“Where oh where have you gone, Mahmud?”
Mahmud was always running. The streets of Kantari are long, and as Mahmud ran the streets with the young fighters, the very streets seemed to run. The building he watched over was completely abandoned; no one ever came by but the Armenian doctor. He’d sit on the building’s front steps, with gunmen milling around, and run to meet the doctor whenever he saw him coming in the distance.
“Dr. Harout, you mustn’t. .” he’d say. The doctor, his frail body shaking, would look at Mahmud with those wilting eyes of his and commend the stone to Mahmud’s care.
“Take good care of it, now, Mahmud. . you know… the stone, in my apartment, it’s a rare and antique piece, don’t let them break it.” Mahmud would reassure the doctor and wouldn’t let on that he no longer dared go up to the sixth floor.
“The sixth floor is off limits,” the comrade had said to him. “There are fighters up there, and it’s exposed to shelling. There’s no going up there.” So Mahmud no longer ventured up. . he wasn’t about to die for the sake of a stone.
He spent all his time with the shabab — the young militiamen — and did as they did. Whenever he crossed the street, he would duck and weave fearlessly like them, even as he heard the bullets whizzing past his ears. . the sky was interminable, the streets endless, but he stayed on with them as they shivered under the pouring rain, with their metal rifles and combat boots, and their hacking coughs mingled with fear, and cold, and rain. He was on their side. With them. .
That’s what Mahmud told the young man — twenty-five years old, handsome, with blond hair and an assault rifle dangling off his left shoulder. He must want to die, thought Mahmud, as he stood explaining to him that he couldn’t leave the building because he was the watchman.
“But it’s dangerous here. Your life is in danger,” replied the tall, blond youth who apparently coveted death. “Aren’t you afraid?”
“Of course I am,” Mahmud Fakhro told him, “but I’ve got to stay here. I have to, don’t you see? I’m the watchman, and the landlord calls every day. He’s the landlord. What would I tell him when he comes back?”
“Alright, OK, stay here then — you’ll find out for yourself that the land-lords won’t be back.”
“Thanks, brother. I really appreciate it.”
The blond youth, a hand grenade dangling from his waist, turned on his heels and was about to step out of the building when Mahmud stopped him.
“I have a question.”
“Go ahead.”
“And you, Comrade, aren’t you afraid?”
“Of course I am, I’m only human; but I’m learning to be a fighter.”
“But why fight?”
“We’re fighting for the revolution, for the sake of change. . for the sake of the poor. . for people like you who have nothing and live in poverty and misery.”
Mahmud agreed, he said they were right, but it looked like it was going to be a long haul.
“And you, why don’t you fight with us?” the blond youth asked him.
“Me, brother, I can’t, I have a family and children.
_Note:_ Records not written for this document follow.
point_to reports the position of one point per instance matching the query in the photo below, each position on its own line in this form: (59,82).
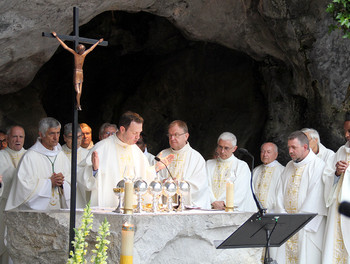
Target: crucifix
(79,56)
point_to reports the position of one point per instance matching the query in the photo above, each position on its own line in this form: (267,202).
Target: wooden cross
(76,39)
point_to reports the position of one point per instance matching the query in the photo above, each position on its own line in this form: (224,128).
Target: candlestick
(127,244)
(129,197)
(229,196)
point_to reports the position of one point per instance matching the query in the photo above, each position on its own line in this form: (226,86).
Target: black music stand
(269,230)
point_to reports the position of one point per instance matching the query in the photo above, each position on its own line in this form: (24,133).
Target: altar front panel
(186,237)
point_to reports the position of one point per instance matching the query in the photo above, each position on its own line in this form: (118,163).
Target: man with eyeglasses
(228,167)
(42,179)
(9,160)
(82,196)
(3,140)
(188,164)
(266,176)
(107,130)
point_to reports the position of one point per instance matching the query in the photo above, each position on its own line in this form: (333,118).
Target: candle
(127,243)
(129,197)
(229,196)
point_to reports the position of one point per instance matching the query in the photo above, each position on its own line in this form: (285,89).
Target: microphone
(158,159)
(261,209)
(344,208)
And anyway, it has nothing to do with me. I don’t understand politics. How about you? Why are you fighting?”
“I already told you, I’m fighting for. . for the cause.”
“But. . don’t you have a job or anything?”
“No, I’m a university student.”
“That’s really great, really. . may the Good Lord protect you and keep you. . But why are you hell-bent on dying? If you went home and they did the same, there wouldn’t be any war. Why don’t you just let it be, brother?”
As the blond youth gazed at Mahmud, his eyes shone, both with love and contempt. He walked out of the building and onto the street, darting between the bullets that whistled all around him.
Whenever Mahmud talks about the war now, he recalls the image of the blond youth darting across the street: how his body became airborne, with blood spurting everywhere, his limbs jerking and twitching, like a rooster in a cockfight; how the blood streamed down his face and dripped onto the pavement; how his head dangled and his right shoulder slumped; how his rifle tumbled from his hand to the ground; how he continued to twitch, and his head hung lower and lower, as if he were looking for a coin that had rolled away; and then, the final spasm.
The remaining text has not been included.